On pourrait croire qu'il est bien tôt pour écrire cette histoire. Mais les communications officielles sont si nombreuses, les différents partis dans leurs incessantes controverses, ont été obligés d'expliquer si souvent leur position et de la justifier par des preuves; tant de biographies, de correspondances et de mémoires ont été publiés, que ce ne sont pas les informations qui manquent. La difficulté est d'éviter la partialité. Cependant, l'obstacle n'est pas insurmontable. Il suffit, pour le vaincre, de suivre une méthode rigoureusement chronologique; d'avancer pas à pas en s'efforçant d'expliquer l'enchaînement de tous les faits, et enfin d'alléguer continuellement ses sources. Si, malgré ces précautions, il arrive que l'historien se trompe, le lecteur peut du moins découvrir facilement le motif de son erreur, la corriger et acquérir l'assurance que de nouvelles publications pourront éclairer davantage certains détails du récit, mais ne s'écarteront guère, sur aucun point essentiel, des données qui lui ont été fournies.

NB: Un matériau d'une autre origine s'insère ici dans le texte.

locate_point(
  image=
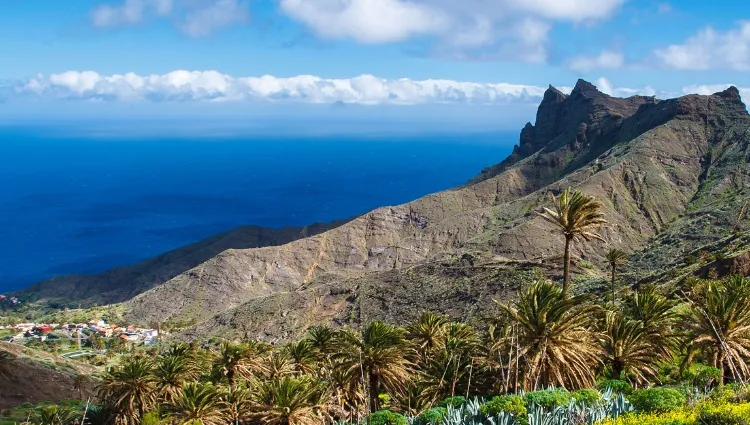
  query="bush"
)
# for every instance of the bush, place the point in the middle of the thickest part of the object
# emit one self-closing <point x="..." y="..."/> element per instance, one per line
<point x="720" y="417"/>
<point x="548" y="398"/>
<point x="432" y="416"/>
<point x="513" y="404"/>
<point x="707" y="376"/>
<point x="456" y="401"/>
<point x="657" y="399"/>
<point x="587" y="397"/>
<point x="617" y="385"/>
<point x="386" y="417"/>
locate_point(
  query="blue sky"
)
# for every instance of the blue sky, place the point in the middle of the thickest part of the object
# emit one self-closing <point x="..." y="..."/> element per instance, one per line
<point x="498" y="52"/>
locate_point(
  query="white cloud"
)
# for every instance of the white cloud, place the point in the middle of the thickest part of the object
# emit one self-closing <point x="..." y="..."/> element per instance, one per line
<point x="195" y="18"/>
<point x="213" y="86"/>
<point x="569" y="10"/>
<point x="130" y="12"/>
<point x="367" y="21"/>
<point x="607" y="59"/>
<point x="710" y="49"/>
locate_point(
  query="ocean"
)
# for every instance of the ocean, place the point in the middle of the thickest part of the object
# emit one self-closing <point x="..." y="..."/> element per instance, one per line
<point x="86" y="203"/>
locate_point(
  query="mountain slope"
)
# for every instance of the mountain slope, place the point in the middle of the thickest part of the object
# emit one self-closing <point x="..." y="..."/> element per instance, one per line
<point x="123" y="283"/>
<point x="645" y="159"/>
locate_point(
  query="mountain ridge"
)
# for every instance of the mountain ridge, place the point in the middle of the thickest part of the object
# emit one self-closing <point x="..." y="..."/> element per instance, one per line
<point x="647" y="160"/>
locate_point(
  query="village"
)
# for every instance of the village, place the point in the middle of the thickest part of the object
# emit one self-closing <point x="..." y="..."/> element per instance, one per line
<point x="80" y="332"/>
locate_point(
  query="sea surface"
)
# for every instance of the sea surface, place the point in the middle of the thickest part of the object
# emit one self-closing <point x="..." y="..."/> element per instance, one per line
<point x="84" y="204"/>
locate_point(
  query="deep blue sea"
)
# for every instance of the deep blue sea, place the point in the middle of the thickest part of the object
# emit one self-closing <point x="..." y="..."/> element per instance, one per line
<point x="85" y="204"/>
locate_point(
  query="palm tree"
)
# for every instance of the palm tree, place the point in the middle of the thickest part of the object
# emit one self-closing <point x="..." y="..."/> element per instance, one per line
<point x="657" y="313"/>
<point x="290" y="401"/>
<point x="171" y="371"/>
<point x="629" y="348"/>
<point x="554" y="337"/>
<point x="198" y="403"/>
<point x="53" y="415"/>
<point x="578" y="216"/>
<point x="239" y="360"/>
<point x="375" y="359"/>
<point x="129" y="389"/>
<point x="427" y="333"/>
<point x="303" y="356"/>
<point x="6" y="359"/>
<point x="718" y="325"/>
<point x="80" y="383"/>
<point x="615" y="258"/>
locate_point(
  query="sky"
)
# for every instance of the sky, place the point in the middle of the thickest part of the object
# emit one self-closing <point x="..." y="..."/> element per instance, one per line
<point x="455" y="58"/>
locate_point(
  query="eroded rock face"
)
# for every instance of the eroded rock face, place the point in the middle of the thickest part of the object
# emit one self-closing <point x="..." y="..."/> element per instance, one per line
<point x="651" y="163"/>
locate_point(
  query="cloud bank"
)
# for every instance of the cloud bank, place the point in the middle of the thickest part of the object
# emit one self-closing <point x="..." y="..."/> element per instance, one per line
<point x="212" y="86"/>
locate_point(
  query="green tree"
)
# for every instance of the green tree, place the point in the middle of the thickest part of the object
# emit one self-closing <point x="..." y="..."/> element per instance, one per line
<point x="290" y="401"/>
<point x="129" y="389"/>
<point x="629" y="348"/>
<point x="198" y="403"/>
<point x="615" y="258"/>
<point x="375" y="359"/>
<point x="239" y="360"/>
<point x="171" y="371"/>
<point x="577" y="216"/>
<point x="554" y="337"/>
<point x="718" y="325"/>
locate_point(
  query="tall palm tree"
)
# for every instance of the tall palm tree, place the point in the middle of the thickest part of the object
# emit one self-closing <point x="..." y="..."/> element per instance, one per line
<point x="171" y="371"/>
<point x="6" y="359"/>
<point x="53" y="415"/>
<point x="615" y="258"/>
<point x="427" y="333"/>
<point x="657" y="313"/>
<point x="303" y="356"/>
<point x="290" y="401"/>
<point x="719" y="326"/>
<point x="239" y="360"/>
<point x="80" y="383"/>
<point x="198" y="403"/>
<point x="555" y="337"/>
<point x="629" y="348"/>
<point x="129" y="389"/>
<point x="578" y="216"/>
<point x="375" y="359"/>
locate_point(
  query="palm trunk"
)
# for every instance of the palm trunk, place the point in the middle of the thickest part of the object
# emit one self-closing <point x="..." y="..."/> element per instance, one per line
<point x="566" y="267"/>
<point x="374" y="400"/>
<point x="613" y="284"/>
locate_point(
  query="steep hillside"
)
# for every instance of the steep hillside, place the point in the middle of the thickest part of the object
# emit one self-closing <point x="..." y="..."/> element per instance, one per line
<point x="125" y="282"/>
<point x="651" y="163"/>
<point x="33" y="376"/>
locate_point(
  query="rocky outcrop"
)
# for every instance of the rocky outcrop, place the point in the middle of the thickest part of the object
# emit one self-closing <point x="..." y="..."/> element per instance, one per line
<point x="586" y="116"/>
<point x="644" y="158"/>
<point x="659" y="167"/>
<point x="123" y="283"/>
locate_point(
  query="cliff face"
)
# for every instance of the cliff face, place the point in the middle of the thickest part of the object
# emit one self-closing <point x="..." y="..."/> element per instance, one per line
<point x="645" y="159"/>
<point x="659" y="167"/>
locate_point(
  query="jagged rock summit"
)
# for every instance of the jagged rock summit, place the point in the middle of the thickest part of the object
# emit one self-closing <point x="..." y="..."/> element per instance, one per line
<point x="659" y="167"/>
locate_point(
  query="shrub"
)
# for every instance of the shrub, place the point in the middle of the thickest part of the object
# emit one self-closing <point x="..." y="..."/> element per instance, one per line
<point x="548" y="398"/>
<point x="386" y="417"/>
<point x="513" y="404"/>
<point x="587" y="397"/>
<point x="432" y="416"/>
<point x="617" y="386"/>
<point x="456" y="401"/>
<point x="657" y="399"/>
<point x="720" y="417"/>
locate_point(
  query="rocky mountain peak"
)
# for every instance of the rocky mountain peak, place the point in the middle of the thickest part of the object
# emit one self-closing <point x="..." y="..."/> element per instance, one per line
<point x="585" y="89"/>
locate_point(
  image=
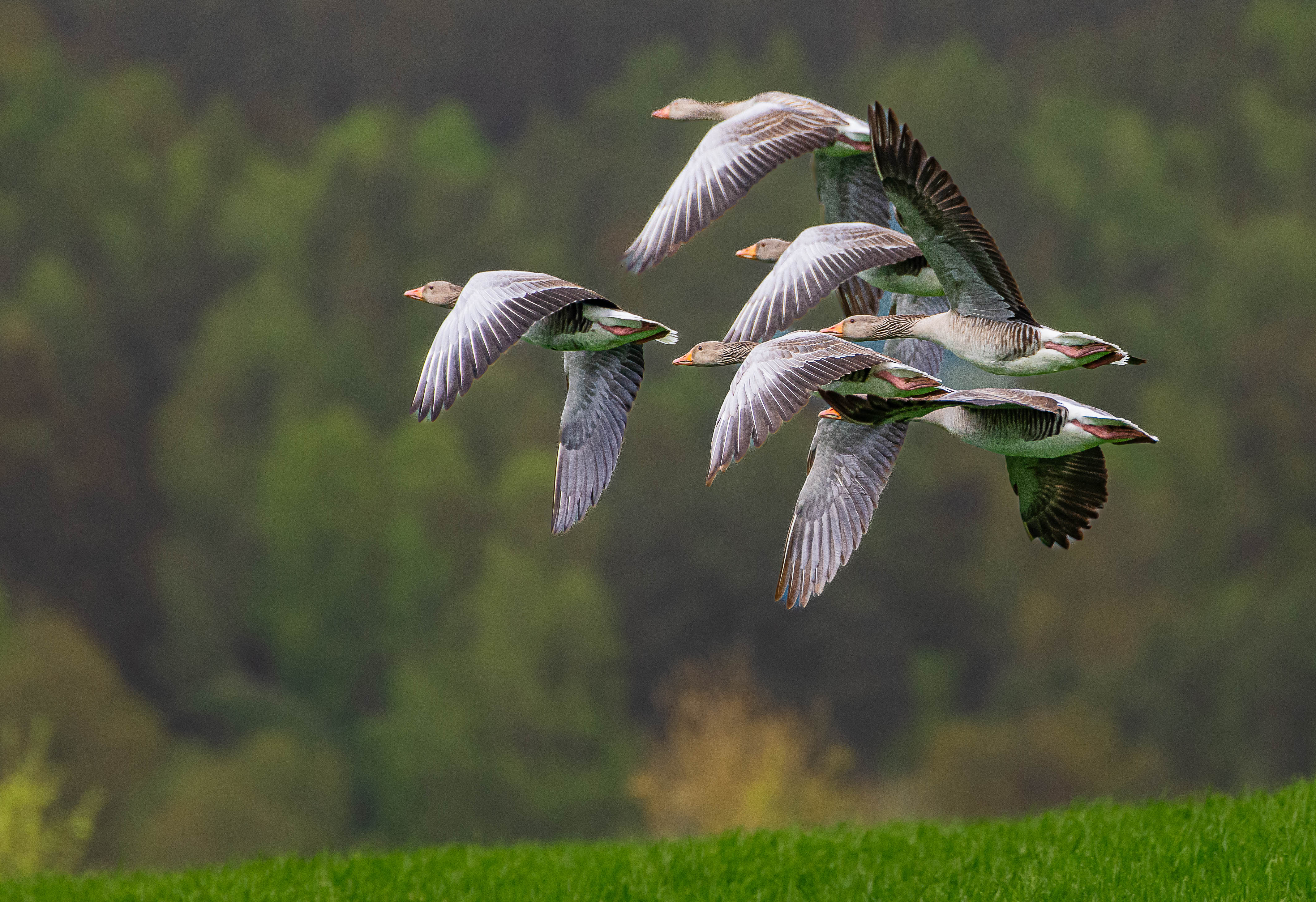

C'est précisément le programme que s'est tracé M. Debidour, et son œuvre, dans ses grandes lignes, permet au lecteur de se faire une connaissance très sûre de ce récent passé. On peut seulement regretter que son livre ressemble moins à un livre d'histoire qu'à un réquisitoire. Comme un parfait réquisitoire l'ouvrage est lumineux, bien divisé, justement équilibré dans ses développements. Il est démonstratif par l'abondance et l'heureux choix des documents. Il est éloquent, d'une éloquence qui rappelle celle de Waldeck-Rousseau et de Paul Bert.